The department store launches ‘Material World’ project’, turning its focus towards sustainable textile development as well as the brands driving a new material revolution
“We are a shop selling ‘stuff’, so let’s take a closer look at the very materiality that makes it.” These are the words of Selfridges’ creative director Linda Hewson, just one of many influential figures within the fashion industry questioning the origins and ethics of the clothing we consume. Last year the retailer’s ‘Bright New Things’ initiative spotlighted innovative designers creating aesthetic brilliance through sustainable working processes; this year Selfridges is going further still with its ‘Material World’ project, which launches on Monday.
Conceived as an in-depth examination of sustainable textile development and the various obstacles halting its progress, the project will hone in on eight specific fabrics including leather, denim, plastic and linen. Each material will be represented by a designer or label renowned for their visionary work with that fabric in particular; the idea is to create an immersive ‘Material World’ showcasing an array of forward-thinking creatives committed to the cause of a sustainable fashion future.
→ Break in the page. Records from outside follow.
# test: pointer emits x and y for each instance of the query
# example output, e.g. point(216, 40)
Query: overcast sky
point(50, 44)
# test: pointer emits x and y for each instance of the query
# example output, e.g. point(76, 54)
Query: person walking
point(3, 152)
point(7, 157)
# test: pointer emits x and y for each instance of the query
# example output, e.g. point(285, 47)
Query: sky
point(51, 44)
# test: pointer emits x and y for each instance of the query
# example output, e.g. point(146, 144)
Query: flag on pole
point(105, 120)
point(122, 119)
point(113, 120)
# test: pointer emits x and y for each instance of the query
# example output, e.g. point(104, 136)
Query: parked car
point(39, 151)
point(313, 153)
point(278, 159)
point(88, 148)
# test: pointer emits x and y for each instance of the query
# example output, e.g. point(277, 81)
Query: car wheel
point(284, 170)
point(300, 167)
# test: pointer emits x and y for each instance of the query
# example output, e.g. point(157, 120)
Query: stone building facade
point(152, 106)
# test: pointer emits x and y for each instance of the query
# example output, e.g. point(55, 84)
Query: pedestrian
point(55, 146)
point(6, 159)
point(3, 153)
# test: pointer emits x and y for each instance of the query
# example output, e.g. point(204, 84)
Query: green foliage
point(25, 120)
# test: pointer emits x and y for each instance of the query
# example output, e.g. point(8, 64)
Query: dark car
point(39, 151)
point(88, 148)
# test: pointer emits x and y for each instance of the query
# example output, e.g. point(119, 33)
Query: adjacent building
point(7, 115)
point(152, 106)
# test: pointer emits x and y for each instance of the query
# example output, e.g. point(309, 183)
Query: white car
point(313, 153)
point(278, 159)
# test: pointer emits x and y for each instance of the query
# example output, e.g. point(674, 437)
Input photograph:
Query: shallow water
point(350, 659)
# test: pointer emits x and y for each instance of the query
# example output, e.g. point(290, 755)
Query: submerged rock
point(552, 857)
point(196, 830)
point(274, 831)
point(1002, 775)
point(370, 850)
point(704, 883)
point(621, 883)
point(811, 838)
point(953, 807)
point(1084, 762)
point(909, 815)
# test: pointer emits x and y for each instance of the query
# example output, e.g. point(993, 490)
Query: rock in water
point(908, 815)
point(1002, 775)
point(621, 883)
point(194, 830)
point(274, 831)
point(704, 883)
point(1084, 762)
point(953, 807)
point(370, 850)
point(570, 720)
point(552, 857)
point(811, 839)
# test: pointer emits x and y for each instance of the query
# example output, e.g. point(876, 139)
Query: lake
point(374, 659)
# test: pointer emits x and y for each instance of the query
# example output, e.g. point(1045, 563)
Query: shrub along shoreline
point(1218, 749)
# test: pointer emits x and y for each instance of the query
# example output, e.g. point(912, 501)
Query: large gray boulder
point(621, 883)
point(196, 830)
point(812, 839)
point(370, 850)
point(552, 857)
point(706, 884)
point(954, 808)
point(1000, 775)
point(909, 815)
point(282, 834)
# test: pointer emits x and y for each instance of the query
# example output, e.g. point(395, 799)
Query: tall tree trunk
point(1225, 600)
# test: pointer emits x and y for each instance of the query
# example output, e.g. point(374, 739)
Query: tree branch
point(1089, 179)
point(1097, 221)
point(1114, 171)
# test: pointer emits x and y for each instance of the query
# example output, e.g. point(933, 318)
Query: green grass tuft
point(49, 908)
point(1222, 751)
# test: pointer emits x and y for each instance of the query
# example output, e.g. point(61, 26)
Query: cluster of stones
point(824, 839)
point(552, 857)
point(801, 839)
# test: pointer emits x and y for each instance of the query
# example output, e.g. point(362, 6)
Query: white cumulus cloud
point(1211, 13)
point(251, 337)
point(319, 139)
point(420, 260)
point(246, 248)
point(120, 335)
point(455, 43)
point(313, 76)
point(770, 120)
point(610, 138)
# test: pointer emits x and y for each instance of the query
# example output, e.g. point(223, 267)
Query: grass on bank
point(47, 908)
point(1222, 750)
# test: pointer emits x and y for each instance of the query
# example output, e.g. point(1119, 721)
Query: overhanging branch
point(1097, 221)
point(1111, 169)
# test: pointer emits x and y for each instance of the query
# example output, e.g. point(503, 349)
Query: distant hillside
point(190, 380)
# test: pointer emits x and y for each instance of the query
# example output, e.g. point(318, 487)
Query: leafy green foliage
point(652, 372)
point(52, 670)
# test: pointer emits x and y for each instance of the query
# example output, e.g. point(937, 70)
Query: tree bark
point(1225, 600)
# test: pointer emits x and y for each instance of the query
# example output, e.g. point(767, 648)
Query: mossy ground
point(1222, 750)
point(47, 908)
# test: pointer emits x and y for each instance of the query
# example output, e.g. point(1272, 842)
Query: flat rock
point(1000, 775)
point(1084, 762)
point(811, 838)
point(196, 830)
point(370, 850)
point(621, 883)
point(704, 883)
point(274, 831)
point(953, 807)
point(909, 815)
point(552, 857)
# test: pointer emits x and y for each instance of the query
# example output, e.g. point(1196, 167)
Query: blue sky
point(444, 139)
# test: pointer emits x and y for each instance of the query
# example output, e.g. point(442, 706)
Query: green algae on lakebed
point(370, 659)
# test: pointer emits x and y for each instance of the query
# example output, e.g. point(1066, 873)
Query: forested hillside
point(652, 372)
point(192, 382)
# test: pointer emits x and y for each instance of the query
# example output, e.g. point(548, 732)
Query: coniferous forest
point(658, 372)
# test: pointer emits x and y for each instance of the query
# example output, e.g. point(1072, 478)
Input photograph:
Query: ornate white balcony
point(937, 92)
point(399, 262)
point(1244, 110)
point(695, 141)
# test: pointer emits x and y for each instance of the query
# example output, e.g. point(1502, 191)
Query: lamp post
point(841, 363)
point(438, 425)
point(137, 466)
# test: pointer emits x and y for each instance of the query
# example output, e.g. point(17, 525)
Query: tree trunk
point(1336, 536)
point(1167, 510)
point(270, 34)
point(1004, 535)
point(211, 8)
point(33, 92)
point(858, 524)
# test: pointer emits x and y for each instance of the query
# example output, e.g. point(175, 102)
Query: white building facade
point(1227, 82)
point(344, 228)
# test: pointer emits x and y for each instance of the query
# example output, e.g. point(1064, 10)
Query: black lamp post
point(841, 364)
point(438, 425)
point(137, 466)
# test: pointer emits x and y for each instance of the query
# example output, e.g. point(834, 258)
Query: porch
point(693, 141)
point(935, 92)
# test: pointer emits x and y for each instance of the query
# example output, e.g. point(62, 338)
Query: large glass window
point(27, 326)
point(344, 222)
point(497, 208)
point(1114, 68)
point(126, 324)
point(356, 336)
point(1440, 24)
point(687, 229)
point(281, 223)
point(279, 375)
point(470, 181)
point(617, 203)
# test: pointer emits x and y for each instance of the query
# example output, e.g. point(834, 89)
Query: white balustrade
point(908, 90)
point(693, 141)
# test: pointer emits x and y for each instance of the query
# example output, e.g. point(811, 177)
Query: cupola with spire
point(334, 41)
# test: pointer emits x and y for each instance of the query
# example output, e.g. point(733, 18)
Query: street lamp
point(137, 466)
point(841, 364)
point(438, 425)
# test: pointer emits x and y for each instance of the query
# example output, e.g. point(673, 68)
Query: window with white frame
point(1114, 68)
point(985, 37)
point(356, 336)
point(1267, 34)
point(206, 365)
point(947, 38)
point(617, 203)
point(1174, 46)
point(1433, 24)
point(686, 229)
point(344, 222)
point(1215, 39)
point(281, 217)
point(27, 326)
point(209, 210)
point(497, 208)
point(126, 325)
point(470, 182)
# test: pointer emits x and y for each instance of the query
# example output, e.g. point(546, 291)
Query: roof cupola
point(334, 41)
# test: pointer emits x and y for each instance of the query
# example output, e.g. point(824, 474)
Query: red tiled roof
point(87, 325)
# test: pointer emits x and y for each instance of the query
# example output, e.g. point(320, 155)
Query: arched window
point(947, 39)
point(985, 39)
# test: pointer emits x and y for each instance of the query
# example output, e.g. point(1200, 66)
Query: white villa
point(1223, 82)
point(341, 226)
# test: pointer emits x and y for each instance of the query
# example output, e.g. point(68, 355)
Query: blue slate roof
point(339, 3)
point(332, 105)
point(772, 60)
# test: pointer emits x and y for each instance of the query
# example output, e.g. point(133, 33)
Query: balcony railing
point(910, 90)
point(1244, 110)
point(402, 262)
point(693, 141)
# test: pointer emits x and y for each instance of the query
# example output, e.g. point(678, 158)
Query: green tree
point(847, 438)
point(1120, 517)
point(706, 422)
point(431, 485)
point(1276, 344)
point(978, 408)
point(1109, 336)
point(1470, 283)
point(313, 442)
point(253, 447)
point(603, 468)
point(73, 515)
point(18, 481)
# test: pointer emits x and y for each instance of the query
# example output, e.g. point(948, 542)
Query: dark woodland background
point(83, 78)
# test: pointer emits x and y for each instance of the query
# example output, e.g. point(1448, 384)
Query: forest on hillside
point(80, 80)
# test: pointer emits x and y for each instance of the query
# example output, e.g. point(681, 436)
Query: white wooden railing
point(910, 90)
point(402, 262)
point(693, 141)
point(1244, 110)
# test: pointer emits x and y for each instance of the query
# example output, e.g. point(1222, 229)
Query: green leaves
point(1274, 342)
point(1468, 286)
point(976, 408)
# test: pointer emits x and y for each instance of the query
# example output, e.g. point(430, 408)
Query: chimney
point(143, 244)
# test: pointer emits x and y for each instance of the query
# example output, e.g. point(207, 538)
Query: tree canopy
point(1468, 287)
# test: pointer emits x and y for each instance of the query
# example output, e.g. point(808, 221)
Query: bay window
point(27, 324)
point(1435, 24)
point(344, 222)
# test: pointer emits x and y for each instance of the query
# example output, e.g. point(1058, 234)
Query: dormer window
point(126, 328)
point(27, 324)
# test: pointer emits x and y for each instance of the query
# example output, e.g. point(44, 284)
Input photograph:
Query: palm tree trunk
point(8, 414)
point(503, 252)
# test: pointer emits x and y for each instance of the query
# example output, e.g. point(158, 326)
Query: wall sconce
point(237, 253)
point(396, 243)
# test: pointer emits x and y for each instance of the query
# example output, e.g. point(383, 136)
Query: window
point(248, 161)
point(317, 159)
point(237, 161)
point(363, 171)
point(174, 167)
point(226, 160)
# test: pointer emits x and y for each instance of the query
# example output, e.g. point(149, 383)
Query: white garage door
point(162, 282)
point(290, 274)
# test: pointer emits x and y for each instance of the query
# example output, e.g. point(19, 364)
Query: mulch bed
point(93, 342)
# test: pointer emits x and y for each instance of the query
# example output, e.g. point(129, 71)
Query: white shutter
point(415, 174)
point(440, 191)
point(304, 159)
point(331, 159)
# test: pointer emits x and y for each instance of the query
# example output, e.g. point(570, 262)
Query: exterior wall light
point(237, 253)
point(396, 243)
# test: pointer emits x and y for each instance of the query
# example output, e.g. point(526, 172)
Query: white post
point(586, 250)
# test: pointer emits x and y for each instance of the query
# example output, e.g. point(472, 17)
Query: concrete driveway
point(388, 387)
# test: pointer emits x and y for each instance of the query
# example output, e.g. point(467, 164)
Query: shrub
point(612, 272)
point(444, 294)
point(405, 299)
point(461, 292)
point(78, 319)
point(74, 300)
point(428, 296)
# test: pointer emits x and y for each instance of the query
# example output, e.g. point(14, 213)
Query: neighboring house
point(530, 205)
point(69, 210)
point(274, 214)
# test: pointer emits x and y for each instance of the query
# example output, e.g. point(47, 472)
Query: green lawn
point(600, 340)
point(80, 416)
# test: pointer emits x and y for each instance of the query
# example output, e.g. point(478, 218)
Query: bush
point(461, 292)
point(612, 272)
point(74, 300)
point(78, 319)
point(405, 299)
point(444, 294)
Not only will this world become a physical reality in the windows of Selfridges’ Oxford Street flagship, it will develop online throughout a series of personal product stories. “We want to invite customers and the industry to re-fashion the way we think about our clothes, and how we talk about sustainability”, explains Hewson.
Unfortunately, these campaigns are still as necessary as ever – despite ongoing progress, the lives of garment workers continue to be claimed by factory fires, whereas the issue of environmental protection is still crucial yet frequently ignored. This project looks not only to raise awareness and understanding of these issues by questioning the fashion industry’s supply chain, but also to actively nurture the careers of brands committed to working sustainably. There’s still work to be done, but Selfridges’ ‘Material World’ is once again cementing the company’s reputation as a luxury retailer willing to lead by example.